Einführung der Reformation in der Amtsstadt Schorndorf durch Herzog Ulrich

Rückkehr des Herzogs, Ende der Fremdherrschaft, Schorndorf wird evangelisch

 

B5: Herzog Ulrich von Württemberg (1487 - 1550) Holzschnitt um 1545


13. Mai 1534
Schlacht von Lauffen am Neckar. Sieg der hessischen Truppen unter der Führung des evangelischen Landgrafen Philipp von Hessen über die katholischen Habsburger.

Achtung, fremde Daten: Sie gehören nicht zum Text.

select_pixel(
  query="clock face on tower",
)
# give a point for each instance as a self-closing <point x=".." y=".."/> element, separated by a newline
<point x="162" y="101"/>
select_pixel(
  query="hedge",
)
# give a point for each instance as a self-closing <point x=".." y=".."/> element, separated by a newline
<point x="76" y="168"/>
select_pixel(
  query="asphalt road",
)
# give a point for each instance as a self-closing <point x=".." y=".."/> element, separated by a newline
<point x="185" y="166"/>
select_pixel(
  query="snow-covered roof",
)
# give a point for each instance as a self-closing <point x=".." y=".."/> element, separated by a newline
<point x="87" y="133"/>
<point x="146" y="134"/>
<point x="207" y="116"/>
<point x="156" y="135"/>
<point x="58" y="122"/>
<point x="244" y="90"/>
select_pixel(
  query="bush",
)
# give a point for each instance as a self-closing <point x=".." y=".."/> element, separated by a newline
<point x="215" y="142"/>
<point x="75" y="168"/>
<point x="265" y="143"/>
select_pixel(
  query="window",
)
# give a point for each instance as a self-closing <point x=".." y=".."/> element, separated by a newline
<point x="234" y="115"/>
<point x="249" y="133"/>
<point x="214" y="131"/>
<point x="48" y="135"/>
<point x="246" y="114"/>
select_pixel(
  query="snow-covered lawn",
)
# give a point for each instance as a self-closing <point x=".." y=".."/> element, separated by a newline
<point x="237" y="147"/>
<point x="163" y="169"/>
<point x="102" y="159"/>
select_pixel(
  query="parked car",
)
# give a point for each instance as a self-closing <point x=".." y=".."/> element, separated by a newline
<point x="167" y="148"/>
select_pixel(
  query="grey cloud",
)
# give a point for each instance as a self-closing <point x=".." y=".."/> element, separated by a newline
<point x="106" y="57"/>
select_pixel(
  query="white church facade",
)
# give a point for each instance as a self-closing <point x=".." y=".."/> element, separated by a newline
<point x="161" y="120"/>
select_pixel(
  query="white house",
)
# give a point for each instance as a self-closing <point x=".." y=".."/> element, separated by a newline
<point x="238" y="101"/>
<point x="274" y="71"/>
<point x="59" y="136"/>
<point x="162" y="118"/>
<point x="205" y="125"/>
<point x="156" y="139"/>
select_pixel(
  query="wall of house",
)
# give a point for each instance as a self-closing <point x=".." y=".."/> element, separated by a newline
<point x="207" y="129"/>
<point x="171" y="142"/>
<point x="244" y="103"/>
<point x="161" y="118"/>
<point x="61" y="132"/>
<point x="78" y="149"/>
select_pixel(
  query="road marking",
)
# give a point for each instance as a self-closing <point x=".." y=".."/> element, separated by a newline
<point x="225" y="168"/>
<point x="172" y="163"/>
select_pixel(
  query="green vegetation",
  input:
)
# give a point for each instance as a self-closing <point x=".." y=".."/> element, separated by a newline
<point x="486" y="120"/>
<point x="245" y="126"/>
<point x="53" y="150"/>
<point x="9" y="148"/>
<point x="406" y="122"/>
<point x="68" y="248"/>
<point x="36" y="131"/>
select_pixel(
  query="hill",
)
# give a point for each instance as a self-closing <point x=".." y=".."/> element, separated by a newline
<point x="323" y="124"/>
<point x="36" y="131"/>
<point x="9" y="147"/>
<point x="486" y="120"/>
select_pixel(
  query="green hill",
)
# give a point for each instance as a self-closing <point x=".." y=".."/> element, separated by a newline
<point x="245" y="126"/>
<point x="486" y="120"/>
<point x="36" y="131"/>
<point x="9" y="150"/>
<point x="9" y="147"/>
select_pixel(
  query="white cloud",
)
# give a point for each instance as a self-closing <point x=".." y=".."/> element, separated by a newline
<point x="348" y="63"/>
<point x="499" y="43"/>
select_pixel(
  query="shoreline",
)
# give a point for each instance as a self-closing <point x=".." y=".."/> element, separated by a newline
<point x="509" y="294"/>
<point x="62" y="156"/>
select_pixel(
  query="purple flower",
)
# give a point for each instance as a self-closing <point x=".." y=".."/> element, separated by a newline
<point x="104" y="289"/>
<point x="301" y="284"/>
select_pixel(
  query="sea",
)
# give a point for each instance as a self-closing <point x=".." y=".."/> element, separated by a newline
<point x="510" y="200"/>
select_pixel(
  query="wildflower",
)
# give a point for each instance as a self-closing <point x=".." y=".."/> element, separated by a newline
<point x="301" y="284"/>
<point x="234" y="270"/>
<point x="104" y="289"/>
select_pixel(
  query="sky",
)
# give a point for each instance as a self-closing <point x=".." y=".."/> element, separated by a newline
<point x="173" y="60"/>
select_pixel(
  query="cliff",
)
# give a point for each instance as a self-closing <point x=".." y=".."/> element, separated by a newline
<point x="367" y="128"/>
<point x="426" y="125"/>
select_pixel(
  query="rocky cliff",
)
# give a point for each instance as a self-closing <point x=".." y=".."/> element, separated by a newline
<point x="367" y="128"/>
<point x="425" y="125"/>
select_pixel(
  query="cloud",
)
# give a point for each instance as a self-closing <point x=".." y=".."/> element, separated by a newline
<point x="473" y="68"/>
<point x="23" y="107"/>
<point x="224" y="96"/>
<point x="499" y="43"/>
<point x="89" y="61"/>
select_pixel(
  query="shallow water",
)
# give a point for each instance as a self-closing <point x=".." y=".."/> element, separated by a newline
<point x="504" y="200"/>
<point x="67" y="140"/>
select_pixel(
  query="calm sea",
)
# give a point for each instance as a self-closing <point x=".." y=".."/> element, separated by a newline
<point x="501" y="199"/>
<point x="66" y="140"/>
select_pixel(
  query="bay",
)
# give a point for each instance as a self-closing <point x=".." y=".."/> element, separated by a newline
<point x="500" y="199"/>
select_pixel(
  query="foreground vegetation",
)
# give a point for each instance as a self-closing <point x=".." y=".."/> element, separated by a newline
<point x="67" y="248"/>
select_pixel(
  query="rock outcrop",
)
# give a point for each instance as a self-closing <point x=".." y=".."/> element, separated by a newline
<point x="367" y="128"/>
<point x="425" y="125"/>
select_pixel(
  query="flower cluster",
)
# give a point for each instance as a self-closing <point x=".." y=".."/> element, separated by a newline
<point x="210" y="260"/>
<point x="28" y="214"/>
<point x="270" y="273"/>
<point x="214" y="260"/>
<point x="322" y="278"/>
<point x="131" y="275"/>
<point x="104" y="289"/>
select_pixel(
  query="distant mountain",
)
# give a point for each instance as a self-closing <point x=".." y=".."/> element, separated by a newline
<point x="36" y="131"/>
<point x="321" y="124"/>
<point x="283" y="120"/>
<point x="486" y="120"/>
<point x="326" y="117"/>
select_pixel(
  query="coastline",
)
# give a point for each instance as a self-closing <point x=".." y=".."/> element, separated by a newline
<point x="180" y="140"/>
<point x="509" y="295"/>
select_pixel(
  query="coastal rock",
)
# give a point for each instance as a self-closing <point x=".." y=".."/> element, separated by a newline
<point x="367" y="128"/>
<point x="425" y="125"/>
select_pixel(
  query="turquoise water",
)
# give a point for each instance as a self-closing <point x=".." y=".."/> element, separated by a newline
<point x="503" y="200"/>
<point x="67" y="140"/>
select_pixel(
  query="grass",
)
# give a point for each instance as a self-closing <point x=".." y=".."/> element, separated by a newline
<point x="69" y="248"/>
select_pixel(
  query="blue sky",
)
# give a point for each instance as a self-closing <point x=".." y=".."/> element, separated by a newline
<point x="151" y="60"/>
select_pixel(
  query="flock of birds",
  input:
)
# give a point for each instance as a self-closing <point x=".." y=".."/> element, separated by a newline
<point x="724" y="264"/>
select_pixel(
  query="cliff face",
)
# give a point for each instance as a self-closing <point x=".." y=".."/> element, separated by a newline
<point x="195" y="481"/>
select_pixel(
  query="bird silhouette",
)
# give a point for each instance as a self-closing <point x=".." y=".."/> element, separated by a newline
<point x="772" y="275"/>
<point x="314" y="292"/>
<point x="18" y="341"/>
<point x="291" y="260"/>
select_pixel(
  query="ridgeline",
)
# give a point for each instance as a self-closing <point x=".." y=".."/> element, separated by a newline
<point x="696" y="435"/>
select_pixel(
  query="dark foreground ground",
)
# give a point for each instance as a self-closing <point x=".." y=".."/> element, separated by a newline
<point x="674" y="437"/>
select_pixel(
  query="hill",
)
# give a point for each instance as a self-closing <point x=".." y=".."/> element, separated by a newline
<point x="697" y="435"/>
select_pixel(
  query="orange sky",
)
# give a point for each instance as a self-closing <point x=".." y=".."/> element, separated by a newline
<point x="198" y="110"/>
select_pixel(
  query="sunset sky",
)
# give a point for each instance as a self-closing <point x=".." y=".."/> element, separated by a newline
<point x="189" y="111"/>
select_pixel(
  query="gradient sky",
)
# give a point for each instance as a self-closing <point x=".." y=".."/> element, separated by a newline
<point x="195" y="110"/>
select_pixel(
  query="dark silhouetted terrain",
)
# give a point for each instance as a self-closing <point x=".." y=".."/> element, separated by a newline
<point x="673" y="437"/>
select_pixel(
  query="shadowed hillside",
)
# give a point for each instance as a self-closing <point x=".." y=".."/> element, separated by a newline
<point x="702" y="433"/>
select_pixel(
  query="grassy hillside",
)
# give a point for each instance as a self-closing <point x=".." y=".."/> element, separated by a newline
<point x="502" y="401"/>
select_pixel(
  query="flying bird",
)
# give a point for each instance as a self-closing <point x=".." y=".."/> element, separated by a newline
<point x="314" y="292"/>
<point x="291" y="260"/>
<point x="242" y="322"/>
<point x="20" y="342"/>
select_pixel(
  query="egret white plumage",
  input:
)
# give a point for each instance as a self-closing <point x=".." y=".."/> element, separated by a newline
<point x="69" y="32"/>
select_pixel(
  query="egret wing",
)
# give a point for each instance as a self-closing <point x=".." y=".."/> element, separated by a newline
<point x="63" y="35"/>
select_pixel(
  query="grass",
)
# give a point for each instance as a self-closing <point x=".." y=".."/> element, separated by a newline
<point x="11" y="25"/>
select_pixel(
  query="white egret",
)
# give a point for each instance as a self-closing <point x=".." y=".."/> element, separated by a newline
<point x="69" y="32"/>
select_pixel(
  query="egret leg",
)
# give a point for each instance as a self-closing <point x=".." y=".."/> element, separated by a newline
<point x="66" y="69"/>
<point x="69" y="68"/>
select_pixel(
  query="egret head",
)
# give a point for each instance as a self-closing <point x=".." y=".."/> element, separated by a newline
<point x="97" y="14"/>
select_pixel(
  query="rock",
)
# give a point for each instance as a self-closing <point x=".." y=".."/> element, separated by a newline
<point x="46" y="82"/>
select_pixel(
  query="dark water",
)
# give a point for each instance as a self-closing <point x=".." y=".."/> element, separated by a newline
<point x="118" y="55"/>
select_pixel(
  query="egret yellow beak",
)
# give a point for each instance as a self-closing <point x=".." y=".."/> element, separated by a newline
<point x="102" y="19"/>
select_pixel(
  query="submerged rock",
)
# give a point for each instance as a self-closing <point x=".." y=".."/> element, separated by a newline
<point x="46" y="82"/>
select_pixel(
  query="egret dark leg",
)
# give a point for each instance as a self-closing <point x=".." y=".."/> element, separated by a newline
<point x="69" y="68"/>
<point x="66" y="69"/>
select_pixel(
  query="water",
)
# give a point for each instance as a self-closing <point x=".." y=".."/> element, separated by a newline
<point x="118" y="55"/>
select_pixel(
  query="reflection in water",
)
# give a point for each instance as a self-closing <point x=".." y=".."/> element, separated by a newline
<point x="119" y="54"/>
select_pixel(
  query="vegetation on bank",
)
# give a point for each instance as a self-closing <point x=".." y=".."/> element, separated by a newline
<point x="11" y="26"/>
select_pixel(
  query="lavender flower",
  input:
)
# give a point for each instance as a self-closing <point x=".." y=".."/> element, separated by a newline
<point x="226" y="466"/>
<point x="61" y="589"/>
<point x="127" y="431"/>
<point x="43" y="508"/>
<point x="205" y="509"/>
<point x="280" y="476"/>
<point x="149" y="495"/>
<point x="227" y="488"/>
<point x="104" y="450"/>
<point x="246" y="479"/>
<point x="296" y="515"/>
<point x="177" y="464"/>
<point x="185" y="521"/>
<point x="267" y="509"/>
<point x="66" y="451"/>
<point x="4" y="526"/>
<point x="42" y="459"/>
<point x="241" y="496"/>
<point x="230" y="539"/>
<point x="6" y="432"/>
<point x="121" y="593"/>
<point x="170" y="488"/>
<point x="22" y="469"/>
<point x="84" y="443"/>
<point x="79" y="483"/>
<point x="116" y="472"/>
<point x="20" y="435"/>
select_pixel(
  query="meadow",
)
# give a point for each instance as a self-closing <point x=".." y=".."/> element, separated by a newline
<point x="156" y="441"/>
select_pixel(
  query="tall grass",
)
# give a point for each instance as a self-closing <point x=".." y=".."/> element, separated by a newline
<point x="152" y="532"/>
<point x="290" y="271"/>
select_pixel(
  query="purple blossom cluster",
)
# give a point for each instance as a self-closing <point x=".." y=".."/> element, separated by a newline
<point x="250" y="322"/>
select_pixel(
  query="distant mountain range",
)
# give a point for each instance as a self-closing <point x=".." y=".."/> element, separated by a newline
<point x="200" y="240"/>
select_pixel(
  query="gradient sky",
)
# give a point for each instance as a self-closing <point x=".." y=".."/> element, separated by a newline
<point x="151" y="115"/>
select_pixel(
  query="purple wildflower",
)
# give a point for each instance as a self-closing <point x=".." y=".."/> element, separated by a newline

Folgen für das Herzogtum Württemberg:
- Ende der Fremdherrschaft der österreichischen Habsburger  
- Erneute Machtübernahme durch Herzog Ulrich mit Unterstützung des hessischen Landgrafen unter dessen Schutz er seit 1527 stand
- Sofortige Einführung der Reformation

16. Mai 1534
Erster evangelischer Gottesdienst in der Stiftskirche Stuttgart

September 1534
Beauftragung des Theologen Erhard Schnepf mit der Durchführung der Reformation  in den nördlichen Teilen des Herzogtums 

Einführung der Reformation in Schorndorf

1534/1535   
Visitationsbesuche von Erhard Schnepf  
Treffen mit den Geistlichen der Stadt. Information über die  Absichten des Herzogs und Befragung „Wer ist für die Reformation?“

- Zum evangelischen Glauben bekannten sich:
   Kaplan Kindsvater:  Versetzung auf die Pfarrei Schornbach
   Kaplan Konzmann:  Ernennung zum Diakon, für Haubersbronn zuständig
   Prädikant Bertsch: Beibehaltung seiner Predigerstelle
   (1538: Ernennung zum Stadtpfarrer auf Wunsch der Schorndorfer Bevölkerung)

- Den neuen Glauben nicht annehmen wollten:
  Pfarrer Schertlin: Wegzug aus dem Herzogtum, Neustart in einem katholischen Gebiet
  Kaplan Leinecker: Versetzung ins Kloster Maulbronn, das zu einem Sammelkloster für alle  
  alte Geistlichen wurde, die sich nicht zum neuen Glauben bekennen wollten.  

- Kompromisslösungen:  

   Ämterverzicht von vier betagten Kaplanen, die eine lebenslange Rente erhielten.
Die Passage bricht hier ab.